Biden approval now sits at 37 percent — the lowest of his presidency
Just days after President Joe Biden's long-awaited launch of a 2024 reelection campaign, new polling shows his approval rating at an all-time low, as the New York Post reports, prompting questions about the true viability of another White House run.
The jarring survey results come amid growing questions about Biden's ability to withstand the rigors not just of another campaign, but also of a second four-year term in office.
Biden Approval Sinks to Record Low
The poll at issue, conducted by Gallup and released on Thursday, revealed that Biden's approval rating currently stands at 37%, the lowest point of his entire presidency to date.
As Gallup itself noted, the president's approval numbers have hovered in the low 40s for the lion's share of the past 19 months, though they did dip to 38% last summer.
Broken down by party, Gallup determined that 83% of Democrats, 31% of independents, and just 4% of Republicans registered their approval of Biden's job performance.
The state of the economy is, according to the polling organization, playing a significant role in Biden's woes, with just 16% of respondents declaring economic conditions as “excellent” or “good” and 47% assessing things as “poor.”
Age Concerns Grow
Now that Biden has confirmed his plans to seek another term in the White House, questions have begun to accelerate about his physical vigor and cognitive condition, as Axios reports.
As the outlet noted, even administration insiders have remarked on the specific types of challenges Biden's age tends to present, acknowledging that it is difficult to put the president in any type of setting in which improvised responses might be required.
Officials told Axios that it is tough to schedule events with Biden outside of a 10:00 a.m. to 4:00 p.m. window, with weekends usually out of the question as well.
Given that Biden, now 80, will be even further into octogenarian territory should he win a second term, doubts about his ability to maintain the kind of daily itinerary and mental sharpness required of the commander in chief will arguably increase.
Giving voice to those concerns this week was Republican presidential candidate Nikki Haley, who held little back in her assessment of Biden's likely longevity – or lack thereof.
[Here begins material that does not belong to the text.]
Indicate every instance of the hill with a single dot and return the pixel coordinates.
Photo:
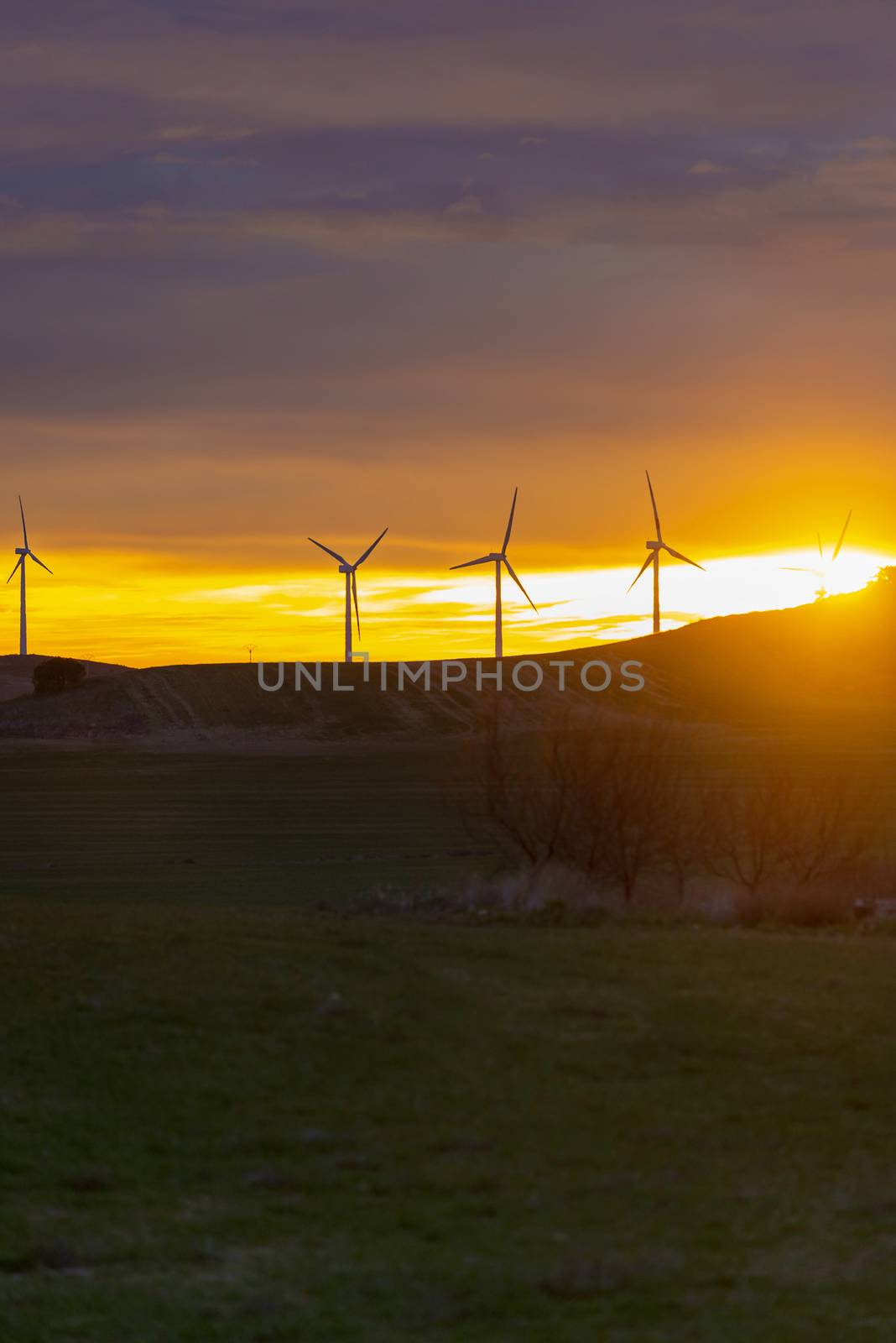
(824, 668)
(16, 672)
As NBC News noted, Haley indicated her belief that Biden is likely to die within the next five years, a fact which she says should shift the calculus for voters as they decide for whom they will cast their ballots in 2024.
Speaking to Fox News, Haley bluntly declared, “He announced he's running again in 2024, and I think that we can all be very clear and say with a matter of fact that if you vote for Joe Biden, you are counting on a President [Kamala] Harris, because the idea that he would make it until 86 years old is not something that I think is likely.”
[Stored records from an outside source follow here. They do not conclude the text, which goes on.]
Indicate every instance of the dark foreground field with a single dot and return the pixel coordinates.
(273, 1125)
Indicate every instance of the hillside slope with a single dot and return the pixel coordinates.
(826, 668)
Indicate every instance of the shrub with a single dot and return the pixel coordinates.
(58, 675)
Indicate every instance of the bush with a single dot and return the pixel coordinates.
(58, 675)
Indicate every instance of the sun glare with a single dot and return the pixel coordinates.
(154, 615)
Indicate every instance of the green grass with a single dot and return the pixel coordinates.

That assessment came fairly close on the heels of Haley's prior declaration of support for the notion that politicians aged 75 and over ought to be subject to mental competency tests, as The Hill reported at the time.
Rival on the Rise
Just as Biden's fortunes appear to be on the decline, even within his own party, those of his 2020 rival and possible 2024 general election are moving in the opposite direction.
As NBC News noted earlier this month, national polling found that a staggering two-thirds of GOP primary voters are voicing support for former President Donald Trump, regardless of the legal jeopardy his is facing in more than one jurisdiction.
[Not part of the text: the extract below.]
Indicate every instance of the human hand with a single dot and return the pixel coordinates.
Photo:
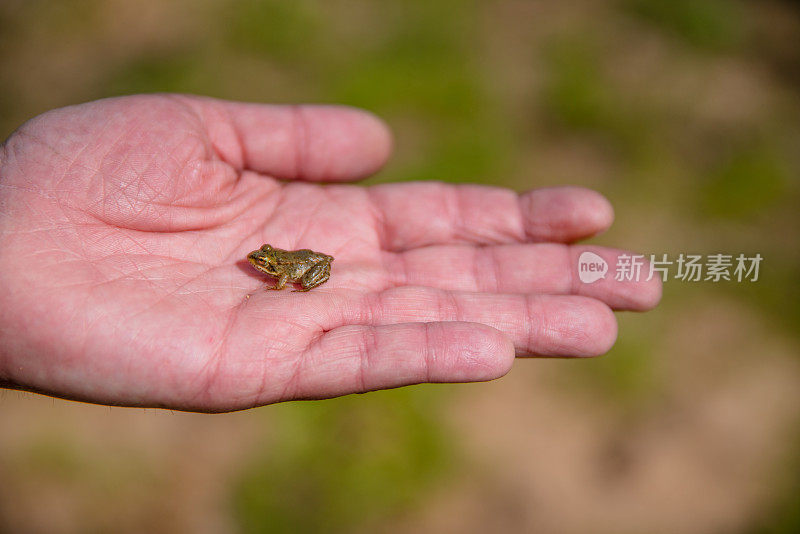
(124, 224)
Recent polling from Fox News also showed Trump with a massive lead over his closest Republican competitor, Florida Gov. Ron DeSantis, who has not even entered the race thus far.
Though poll numbers have suggested that large numbers of Americans do not want to see a rematch of the 2020 election, it appears – at least for now – that despite Biden's sagging approval, he will be the Democrats' standard-bearer in the next cycle, and Trump – with his prospects seemingly on the rise – may well cruise to the GOP nomination once more.